読者は自分で考えたつもりになる。だが実際には、舗装された道を歩かされているだけである。自分で山を越えたと思っていたら、観光地のロープウェイに乗っていたようなものだ。降りた場所に「真実」と看板が立っているので、余計にたちが悪い。
歴史リテラシーとは、年号をたくさん覚えることではない。自分が読んでいる歴史が、神話なのか、モデルなのか、それとも神話をモデルの顔で売っているものなのかを見分ける力である。
歴史とは、過去の編集であり、意味の配置図であり、好き嫌いで圧縮されたファイルである。
国家はその圧縮ファイルを配布する。
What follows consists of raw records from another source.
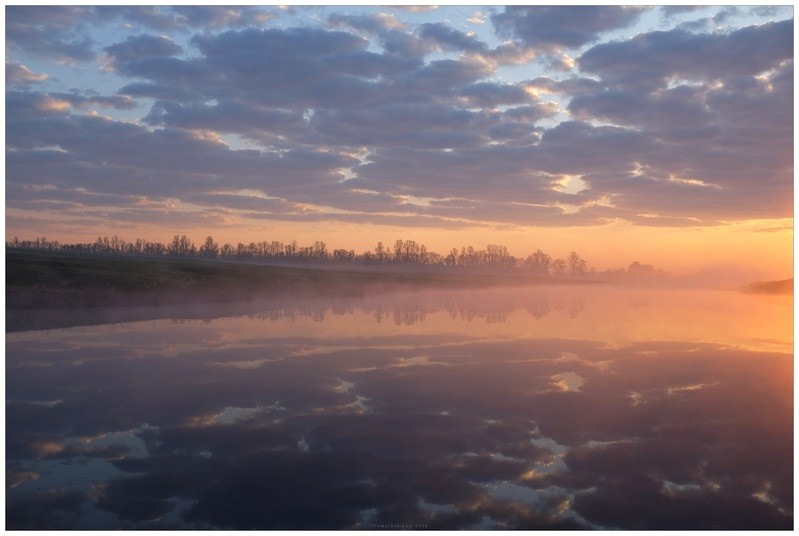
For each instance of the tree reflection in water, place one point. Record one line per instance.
(449, 411)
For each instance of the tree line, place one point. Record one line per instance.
(402, 253)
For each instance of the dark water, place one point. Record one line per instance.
(560, 408)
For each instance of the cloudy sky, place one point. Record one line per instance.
(648, 133)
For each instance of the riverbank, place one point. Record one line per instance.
(40, 279)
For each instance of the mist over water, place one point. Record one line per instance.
(548, 407)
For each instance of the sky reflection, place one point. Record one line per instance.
(291, 419)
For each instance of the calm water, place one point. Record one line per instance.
(534, 408)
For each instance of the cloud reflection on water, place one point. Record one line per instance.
(438, 424)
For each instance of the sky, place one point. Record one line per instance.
(649, 133)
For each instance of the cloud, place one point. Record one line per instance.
(649, 61)
(553, 28)
(451, 39)
(651, 125)
(53, 32)
(143, 46)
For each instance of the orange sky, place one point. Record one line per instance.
(757, 249)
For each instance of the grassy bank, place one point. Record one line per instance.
(37, 279)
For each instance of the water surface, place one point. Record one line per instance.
(517, 408)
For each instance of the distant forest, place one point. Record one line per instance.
(404, 253)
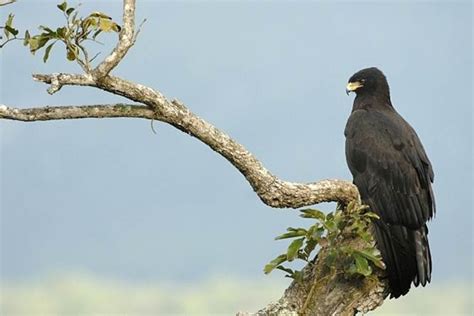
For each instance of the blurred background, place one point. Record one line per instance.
(104, 216)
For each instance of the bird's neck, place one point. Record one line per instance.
(372, 101)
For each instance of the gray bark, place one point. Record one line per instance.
(321, 292)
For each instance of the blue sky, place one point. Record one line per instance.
(111, 198)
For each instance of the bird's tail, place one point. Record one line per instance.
(406, 254)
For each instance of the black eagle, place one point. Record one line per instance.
(394, 176)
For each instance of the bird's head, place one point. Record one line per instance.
(368, 81)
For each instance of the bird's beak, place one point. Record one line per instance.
(353, 86)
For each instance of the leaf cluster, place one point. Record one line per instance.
(327, 232)
(72, 34)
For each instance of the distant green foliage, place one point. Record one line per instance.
(327, 231)
(72, 34)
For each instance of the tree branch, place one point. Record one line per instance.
(126, 40)
(321, 292)
(271, 190)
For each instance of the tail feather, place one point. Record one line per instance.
(406, 255)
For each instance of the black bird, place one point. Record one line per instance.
(394, 176)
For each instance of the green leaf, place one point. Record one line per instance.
(62, 6)
(96, 33)
(274, 263)
(330, 225)
(61, 32)
(47, 51)
(46, 29)
(287, 270)
(107, 25)
(372, 215)
(331, 258)
(292, 233)
(8, 26)
(362, 265)
(69, 11)
(10, 30)
(310, 245)
(36, 42)
(72, 52)
(27, 38)
(312, 213)
(298, 276)
(373, 255)
(293, 249)
(100, 15)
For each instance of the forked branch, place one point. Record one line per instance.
(312, 295)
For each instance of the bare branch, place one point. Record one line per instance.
(271, 190)
(126, 40)
(5, 2)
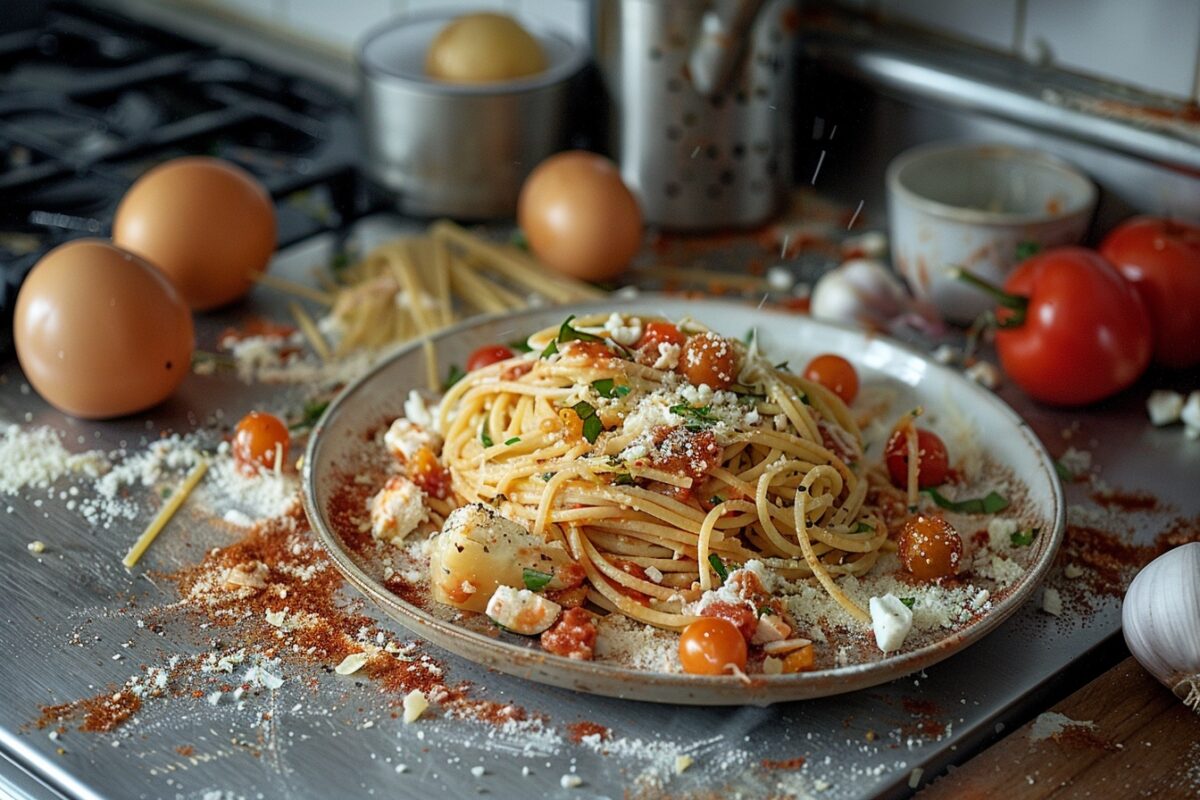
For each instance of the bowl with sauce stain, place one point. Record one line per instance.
(981, 206)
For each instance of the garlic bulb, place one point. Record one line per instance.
(1162, 620)
(865, 292)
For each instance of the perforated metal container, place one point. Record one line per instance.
(696, 156)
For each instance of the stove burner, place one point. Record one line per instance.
(93, 100)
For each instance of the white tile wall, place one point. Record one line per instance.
(1150, 44)
(340, 24)
(991, 23)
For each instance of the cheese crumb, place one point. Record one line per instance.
(1051, 601)
(351, 663)
(1164, 407)
(891, 620)
(414, 705)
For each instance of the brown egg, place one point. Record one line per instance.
(579, 216)
(208, 224)
(481, 48)
(100, 332)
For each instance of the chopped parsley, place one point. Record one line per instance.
(719, 566)
(535, 579)
(990, 504)
(454, 376)
(609, 389)
(1024, 537)
(312, 411)
(592, 423)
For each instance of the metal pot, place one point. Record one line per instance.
(459, 150)
(701, 100)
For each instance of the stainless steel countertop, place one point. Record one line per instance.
(67, 612)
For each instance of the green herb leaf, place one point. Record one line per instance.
(592, 428)
(609, 389)
(312, 411)
(719, 566)
(990, 504)
(700, 416)
(1024, 537)
(535, 579)
(454, 376)
(1026, 250)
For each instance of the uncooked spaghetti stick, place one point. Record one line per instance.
(165, 515)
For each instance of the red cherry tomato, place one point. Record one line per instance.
(933, 462)
(1077, 331)
(834, 373)
(256, 441)
(709, 359)
(929, 548)
(1162, 259)
(487, 355)
(709, 644)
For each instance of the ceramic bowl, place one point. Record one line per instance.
(978, 206)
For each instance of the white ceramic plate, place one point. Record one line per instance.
(343, 438)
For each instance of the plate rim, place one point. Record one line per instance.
(762, 689)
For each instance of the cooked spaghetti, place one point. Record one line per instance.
(637, 467)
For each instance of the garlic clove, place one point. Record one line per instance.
(1161, 619)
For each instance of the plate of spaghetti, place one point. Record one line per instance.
(683, 501)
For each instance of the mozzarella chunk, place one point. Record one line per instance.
(405, 438)
(772, 627)
(891, 620)
(486, 551)
(669, 356)
(1164, 407)
(623, 332)
(417, 410)
(522, 611)
(397, 510)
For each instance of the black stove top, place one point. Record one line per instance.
(90, 100)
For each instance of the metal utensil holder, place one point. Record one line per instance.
(696, 156)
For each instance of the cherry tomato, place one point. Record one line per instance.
(929, 548)
(256, 440)
(1073, 331)
(933, 461)
(834, 373)
(709, 644)
(486, 355)
(709, 359)
(1162, 259)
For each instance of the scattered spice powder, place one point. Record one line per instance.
(577, 731)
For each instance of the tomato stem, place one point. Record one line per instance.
(1017, 304)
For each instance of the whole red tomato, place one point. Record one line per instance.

学校はそれを解凍する。人々はそれを真実だと思って読む。
しかしそのファイルの中には、無数の削除済み項目と、過剰に拡大された自画像が入っている。
歴史を信じる者は、配布されたファイルをそのまま開く。
歴史を使う者は、まず中身を見る。
何が削除され、何が肥大し、何が勝手に「真実」とリネームされているかを確認する。
過去は崇拝する対象ではない。
現在を読むために、解凍し、分解し、再圧縮する素材である。